Authors (including presenting author) :
Lou LKK(1), Yung PK(1), Luk KY(1), Chan CM(1)
Affiliation :
(1)Physiotherapy Department, Queen Elizabeth Hospital
Introduction :
Rehabilitation post hip fracture is important to prevent decline in functional and physical performance and future institutionalization. Integrated Care Model (ICM), a multidisciplinary outreach service, in Kowloon Central Cluster has expanded its service to hip fracture patients since October 2023. Physiotherapists would provide screening for hip fracture patients in the Queen Elizabeth Hospital (QEH) and recruit indicated patients for outreach physiotherapy service under ICM care. Physiotherapists provided timely post discharge intensive physiotherapy services and assisted in coordinating medical or social support to recruited patients if indicated. The aims were to maximize functional recovery and prevent secondary falls for patients with hip fracture at the early phase after discharge.
Objectives :
To review the roles of physiotherapists and the effectiveness of physiotherapy rehabilitation for hip fracture patients under ICM service.
Methodology :
This was a retrospective service review.

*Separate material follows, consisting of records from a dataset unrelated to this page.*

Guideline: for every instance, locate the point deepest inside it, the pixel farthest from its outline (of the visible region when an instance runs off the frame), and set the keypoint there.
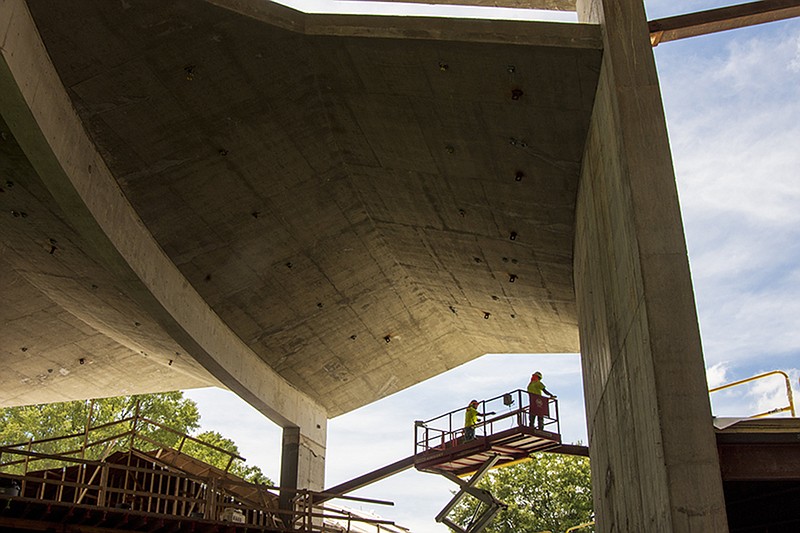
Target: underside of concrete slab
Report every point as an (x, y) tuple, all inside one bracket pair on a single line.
[(364, 202)]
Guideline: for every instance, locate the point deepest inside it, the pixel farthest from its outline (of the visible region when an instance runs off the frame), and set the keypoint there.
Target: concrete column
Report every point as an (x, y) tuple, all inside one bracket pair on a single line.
[(654, 460), (302, 462)]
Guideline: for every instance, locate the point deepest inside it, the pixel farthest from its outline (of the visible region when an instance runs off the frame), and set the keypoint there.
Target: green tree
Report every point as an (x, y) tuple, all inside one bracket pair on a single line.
[(46, 421), (169, 416), (250, 473), (550, 492)]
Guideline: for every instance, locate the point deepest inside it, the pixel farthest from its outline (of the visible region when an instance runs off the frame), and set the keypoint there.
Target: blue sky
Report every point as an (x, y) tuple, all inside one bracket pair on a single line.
[(732, 102)]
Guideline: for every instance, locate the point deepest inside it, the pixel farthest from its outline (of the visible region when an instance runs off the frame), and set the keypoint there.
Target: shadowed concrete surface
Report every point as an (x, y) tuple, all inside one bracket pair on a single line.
[(323, 210), (363, 213)]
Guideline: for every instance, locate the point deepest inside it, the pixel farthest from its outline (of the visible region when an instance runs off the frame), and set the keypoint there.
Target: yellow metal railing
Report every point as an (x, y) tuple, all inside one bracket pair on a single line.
[(789, 407)]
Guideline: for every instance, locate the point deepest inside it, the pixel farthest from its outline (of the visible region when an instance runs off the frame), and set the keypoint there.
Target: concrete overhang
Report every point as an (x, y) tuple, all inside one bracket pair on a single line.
[(320, 210)]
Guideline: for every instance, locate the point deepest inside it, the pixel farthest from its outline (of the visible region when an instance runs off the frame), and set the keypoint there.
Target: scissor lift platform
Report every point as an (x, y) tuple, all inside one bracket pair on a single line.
[(442, 446)]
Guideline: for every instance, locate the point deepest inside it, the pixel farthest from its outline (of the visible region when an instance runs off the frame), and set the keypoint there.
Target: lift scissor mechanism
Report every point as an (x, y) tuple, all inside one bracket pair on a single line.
[(488, 507), (445, 447)]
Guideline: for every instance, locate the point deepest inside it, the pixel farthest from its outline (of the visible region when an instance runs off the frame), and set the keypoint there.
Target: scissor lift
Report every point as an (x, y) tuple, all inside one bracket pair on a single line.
[(519, 424)]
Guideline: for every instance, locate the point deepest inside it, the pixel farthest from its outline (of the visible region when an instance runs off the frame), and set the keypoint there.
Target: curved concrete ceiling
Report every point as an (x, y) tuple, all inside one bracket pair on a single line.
[(363, 212)]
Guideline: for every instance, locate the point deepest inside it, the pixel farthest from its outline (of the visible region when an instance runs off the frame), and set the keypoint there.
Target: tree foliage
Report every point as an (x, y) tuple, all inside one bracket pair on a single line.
[(172, 414), (250, 473), (44, 421), (550, 492)]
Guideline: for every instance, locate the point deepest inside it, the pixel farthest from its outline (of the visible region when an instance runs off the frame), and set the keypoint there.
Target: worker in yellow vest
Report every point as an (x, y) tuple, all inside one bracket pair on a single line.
[(535, 389), (471, 419)]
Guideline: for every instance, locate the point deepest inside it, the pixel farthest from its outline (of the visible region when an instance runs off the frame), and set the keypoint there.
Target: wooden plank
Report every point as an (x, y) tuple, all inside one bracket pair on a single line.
[(721, 19)]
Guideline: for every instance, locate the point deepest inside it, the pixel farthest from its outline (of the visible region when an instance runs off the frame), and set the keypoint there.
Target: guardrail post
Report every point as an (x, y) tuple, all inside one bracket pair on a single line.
[(101, 493)]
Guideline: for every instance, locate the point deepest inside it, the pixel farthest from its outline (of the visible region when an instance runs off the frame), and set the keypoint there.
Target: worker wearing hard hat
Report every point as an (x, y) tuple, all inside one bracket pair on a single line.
[(538, 407), (471, 419)]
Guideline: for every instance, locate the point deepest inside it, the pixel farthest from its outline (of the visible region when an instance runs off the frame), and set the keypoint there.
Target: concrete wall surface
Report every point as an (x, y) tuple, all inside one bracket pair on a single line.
[(654, 458)]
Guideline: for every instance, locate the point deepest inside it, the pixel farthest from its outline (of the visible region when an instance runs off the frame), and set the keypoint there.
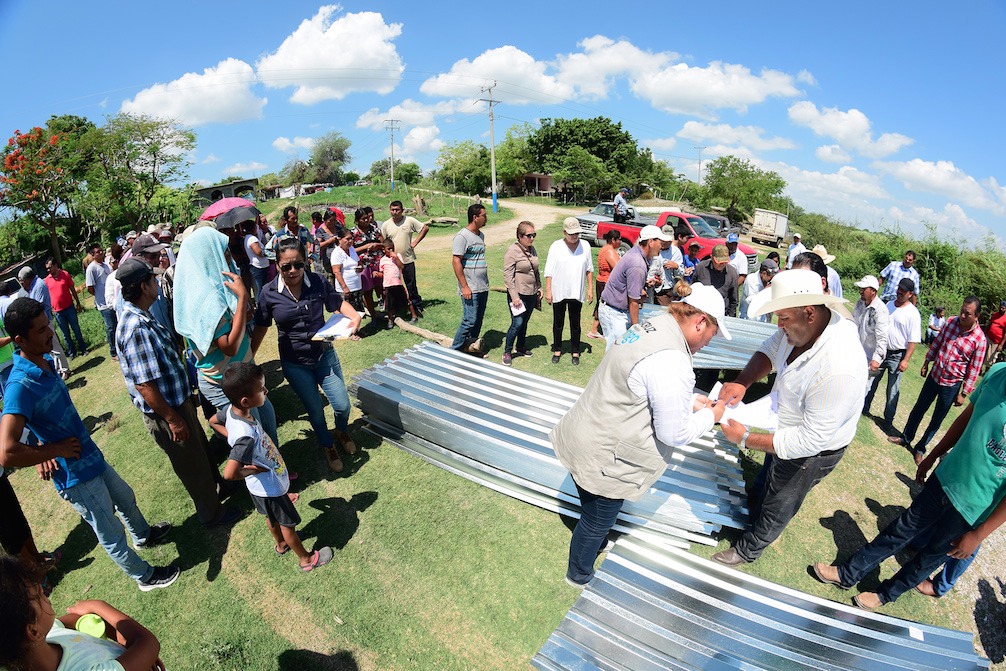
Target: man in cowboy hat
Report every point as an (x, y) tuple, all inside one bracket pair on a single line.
[(820, 398)]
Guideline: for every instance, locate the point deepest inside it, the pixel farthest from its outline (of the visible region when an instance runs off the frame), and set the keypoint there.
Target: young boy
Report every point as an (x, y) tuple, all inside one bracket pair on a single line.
[(256, 460), (394, 291)]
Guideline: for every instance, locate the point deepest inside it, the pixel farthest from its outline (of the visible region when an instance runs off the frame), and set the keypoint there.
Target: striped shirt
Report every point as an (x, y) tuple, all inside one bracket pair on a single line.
[(147, 354), (958, 356)]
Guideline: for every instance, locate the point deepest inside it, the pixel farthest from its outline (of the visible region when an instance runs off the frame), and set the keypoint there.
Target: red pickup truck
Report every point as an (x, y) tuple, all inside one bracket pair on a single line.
[(703, 232)]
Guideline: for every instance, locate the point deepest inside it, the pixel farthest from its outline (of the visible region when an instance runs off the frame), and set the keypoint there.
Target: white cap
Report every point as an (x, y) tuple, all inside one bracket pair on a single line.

Hip fracture patients, with either operative or conservative management, who received physiotherapy ICM service from October 2023 to December 2024 were analyzed. Functional assessments including Modified Functional Ambulation Classification (MFAC) and Modified Barthel Index (MBI) were performed at the first and final session, Wilcoxon signed-rank test was used for statistical analysis.
Result & Outcome :
Sixty-three patients were recruited under the review period. Four patients were excluded due to readmission to hospital for various complications, not related to fall, before completion of ICM service. Fifty-nine patients (83.1% female; mean age 84.34±7.36) were reviewed. Patients received on average 7±3.00 weekly physiotherapy sessions. Both MFAC and MBI scores showed significant improvement. This was illustrated in MFAC, 25th percentile improved from category IV (Assisted walker) to category VI (Indoor walker), the median improved from category V (Supervised walker) to category VI (Z=-6.296, p<0.05). There was a mean score increase in MBI of 13.3 when compared to that at initial session, with a final session mean score of 87.24±20.77 (Z=-5.923, p<0.05). 98.3% of them did not sustain a fall resulting in readmission three months post discharge from hospital. Therefore, early outreach physiotherapy service could enhance functional recovery and reduce secondary falls for hip fracture patients. With this service, physiotherapists as case managers can provide timely screening to patients that require medical and social support and provide intensive community-based physiotherapy for hip fracture patients upon discharge.